## S5 Probability rules

The probability of an event \(A\) is expressed as a number between zero and one: \(0\leq Pr(A)\leq1\) .

\(Pr(A)=0\) means that event \(A\) is impossible.

\(Pr(A)=1\) means that event \(A\) is certain.

When considering a set of all possible outcomes, an event is a particular outcome of interest.

For example:

When tossing a coin the particular event of interest might be “obtaining a head”.

In considering the weather for Saturday the event of interest might be “it doesnt rain” .

In planning a two child family the particular event of interest might be “a boy and a girl”.

The probability of an event \(E\) can be found with the formula: \[ Pr(E)=\frac{number\ of\ ways\ E\ can\ occur}{total\ number\ of\ possible\ outcomes} \] (assuming all outcomes are equally likely).

#### Examples:

**1. **If two coins are tossed find the probability of obtaining two heads.

Let \(E\) be the event “two heads”. If H = Heads and T = Tails, the total possible outcomes are HH HT TH TT

\[ Pr(E)=\frac{number\ of\ ways\ E\ can\ occur}{total\ number\ of\ possible\ outcomes}=\frac{1}{4} \]

**2. **If a die is thrown, find the probability of obtaining an odd number.

Let \(E\) be the event “an odd number”. The possible outcomes are: \(1\quad3\quad5\) whereas the total number of outcomes is six.

\[ Pr(E)=\frac{number\ of\ ways\ E\ can\ occur}{total\ number\ of\ possible\ outcomes}=\frac{3}{6}=\frac{1}{2} \]

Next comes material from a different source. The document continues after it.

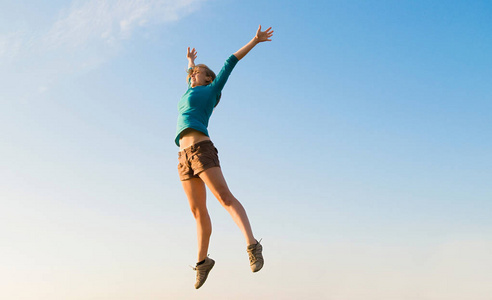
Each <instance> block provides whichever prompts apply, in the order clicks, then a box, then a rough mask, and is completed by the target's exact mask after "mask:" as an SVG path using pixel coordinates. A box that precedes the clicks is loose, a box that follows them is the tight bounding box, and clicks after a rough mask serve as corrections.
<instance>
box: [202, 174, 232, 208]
mask: <svg viewBox="0 0 492 300" xmlns="http://www.w3.org/2000/svg"><path fill="white" fill-rule="evenodd" d="M198 176H200V179H201V180H202V181H203V182H204V183H205V184H206V185H207V187H208V188H209V189H210V191H211V192H212V194H214V196H215V197H216V198H217V199H218V200H219V201H220V202H221V203H222V204H223V205H230V202H231V201H234V200H235V198H234V196H233V195H232V193H231V191H230V190H229V187H228V186H227V182H226V180H225V178H224V175H223V174H222V169H221V168H220V167H213V168H210V169H207V170H205V171H203V172H201V173H200V174H199V175H198Z"/></svg>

### The Multiplication Principle

Two events \(A\) and \(B\) are independent if the fact that \(A\) occurs does not affect the probability of \(B\) occurring.

If \(A\) and \(B\) are independent events then \[ Pr(A\,and\,B)=Pr(A\cap B)=Pr(A)\times(B). \]

Because successive tosses of a coin are independent events, an alternate way of calculating the probability in example one (above) would be to use the multiplication principle.

The probability of a head on the first toss (\(H_{1}\)) and a head on the second toss (\(H_{2}\))

\[\begin{align*} Pr(H_{1}\cap H_{2}) & =\frac{1}{2}\text{$\times$ }\frac{1}{2}\\ & =\frac{1}{4}. \end{align*}\]

### The Addition Principle

\[ Pr(A\,or\,B)=Pr(A\cup B)=Pr(A)+Pr(B)-Pr(A\cap B). \]

Or, if \(A\) and \(B\) are mutually exclusive 1 For mutually exclusive events, \[\begin{align*} \Pr\left(A\cap B\right) & =0. \end{align*}\] (cannot happen together) then

\[ Pr(A\,or\,B)=Pr(A\cup B)=Pr(A)+Pr(B) \]

If we are tossing a single die twice and want to calculate the probability that a \(6\) occurs, then the \(6\) could occur on the first toss (\(S_{1}\)) or on the second toss (\(S_{2}\))2 The events are not mutually exclusive \[\begin{align*} Pr(S_{1}\,or\,S_{2})=Pr(S_{1}\cup S_{2}) & =Pr(S_{1})+Pr(S_{2})-Pr(S_{1}\cap S_{2})\\ & =\frac{1}{6}+\frac{1}{6}-\frac{1}{36}\\ & =\frac{11}{36}. \end{align*}\]

### Complementary Events

If \(E\) is an event, then “not \(E\)” or \(\overline{E}\) or \(E'\) or \(E^{c}\) is called the complement of \(E\). Examples of complementary events: “winning the grand final” and “not winning the grand final” or “passing a test” and “failing a test” or “being left handed” and “being right handed”.

In the previous example where a die was tossed twice, the probability of **not** getting a 6 on either the first or second toss \[\begin{align*}
& =1-Pr(S_{1}\cup S_{2})\\
& =1-\frac{11}{36}\\
& =\frac{25}{36}.
\end{align*}\]

### Exercises

**1.** If 1000 tickets are sold in a raffle and one winning ticket is chosen at random, what is my probability of winning the raffle if I buy 5 tickets?

\(\dfrac{1}{200}\)

**2.** If I roll a die, what is the probability that the number uppermost is greater than 4?

\(\dfrac{1}{3}\)

**3. **A bag contains 6 white marbles and 4 black marbles. A marble is chosen, the colour recorded and it is then returned to the bag. This is repeated three times. What is the probability that all three marbles are white?

0.216

**4.** The probability that person A is alive in \(30\) years time is \(0.7\). The probability that person B is alive in \(30\) years time is \(0.4\) . Find the probability that: (a) both are alive in \(30\) years. (b) neither are alive in \(30\) years (c) only one is alive in \(30\) years time (d) at least one is alive in \(30\) years time.